Was hast du denn von der Beratung erwartet?
Wenn dein Vater nicht aufhören will zu trinken, wird er nun daran sterben. Wenn deine Mutter nicht ein eigenständiges Leben leben und sich von ihm befreien möchte, wird sie neben ihm zugrunde gehen.
Wenn du dich nicht befreien willst, droht dir gleiches.Wie soll denn ein Berater auf deine Eltern einwirken, die nicht wollen und auch nicht bei ihm sind? Er kann wirklich nur dir helfen, aber du willst die Hilfe nicht für dich, sondern für deine Eltern. Die aber alles ablehnen. Also führt diese Hilfe ins Nichts.

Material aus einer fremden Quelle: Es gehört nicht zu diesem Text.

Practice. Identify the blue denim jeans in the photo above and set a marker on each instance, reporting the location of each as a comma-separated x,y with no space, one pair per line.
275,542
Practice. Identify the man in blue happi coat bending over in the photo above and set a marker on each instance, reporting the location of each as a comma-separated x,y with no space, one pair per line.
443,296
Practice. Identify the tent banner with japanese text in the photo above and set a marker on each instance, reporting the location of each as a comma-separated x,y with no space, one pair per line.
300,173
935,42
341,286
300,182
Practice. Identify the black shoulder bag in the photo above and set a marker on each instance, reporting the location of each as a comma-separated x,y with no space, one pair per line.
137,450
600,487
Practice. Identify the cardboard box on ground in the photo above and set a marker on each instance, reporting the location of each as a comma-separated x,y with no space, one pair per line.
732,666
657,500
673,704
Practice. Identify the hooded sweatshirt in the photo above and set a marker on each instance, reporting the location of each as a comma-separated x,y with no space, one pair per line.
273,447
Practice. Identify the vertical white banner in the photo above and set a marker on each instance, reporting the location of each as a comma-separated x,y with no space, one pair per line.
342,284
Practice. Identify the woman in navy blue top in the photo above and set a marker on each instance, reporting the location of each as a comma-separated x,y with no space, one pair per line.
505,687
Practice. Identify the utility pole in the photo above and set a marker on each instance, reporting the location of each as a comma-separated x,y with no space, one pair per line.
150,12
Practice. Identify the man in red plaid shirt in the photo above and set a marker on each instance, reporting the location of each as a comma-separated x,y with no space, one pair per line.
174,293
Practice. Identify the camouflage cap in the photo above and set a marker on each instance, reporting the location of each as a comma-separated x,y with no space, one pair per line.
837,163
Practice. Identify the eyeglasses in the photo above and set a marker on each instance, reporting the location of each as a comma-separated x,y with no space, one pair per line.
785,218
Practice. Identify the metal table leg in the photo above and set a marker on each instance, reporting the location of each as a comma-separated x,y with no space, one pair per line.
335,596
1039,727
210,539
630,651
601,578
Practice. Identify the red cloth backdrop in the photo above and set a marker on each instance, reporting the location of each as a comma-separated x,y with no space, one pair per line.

Ich denke, der direkte Weg, den er da anscheinend wählte, ist der richtige. Es hilft dir ja nicht, wenn er dir zuhört und dich in deiner (ungesunden) Meinung bestärkt. Wichtig ist ja eben eine Änderung im System, die man aber als Angehöriger selten selbst hinbekommt, da man wie du die Missstände nicht erkennt. Ist ja alles normal für einen. Da gehöre ich wohl auch zu den direkten im Forum; was ich aber nicht böse meine.
Wir sitzen ja alle im selben Boot. Auch meine Mutter trinkt seit ich 3 bin, also seit über 23 Jahren. Mein Vater sitzt hilflos daneben und bekommt die Kurve nicht. Er erwartet, dass er nichts machen braucht, weiterhin zu Mutter hält, es sich gut gehen lässt, aber ich den unangenehmen Part übernehme, irgendwo den Schalter umlegen kann und sie quitschfiedel ist und keinen Alkohol mehr anrührt.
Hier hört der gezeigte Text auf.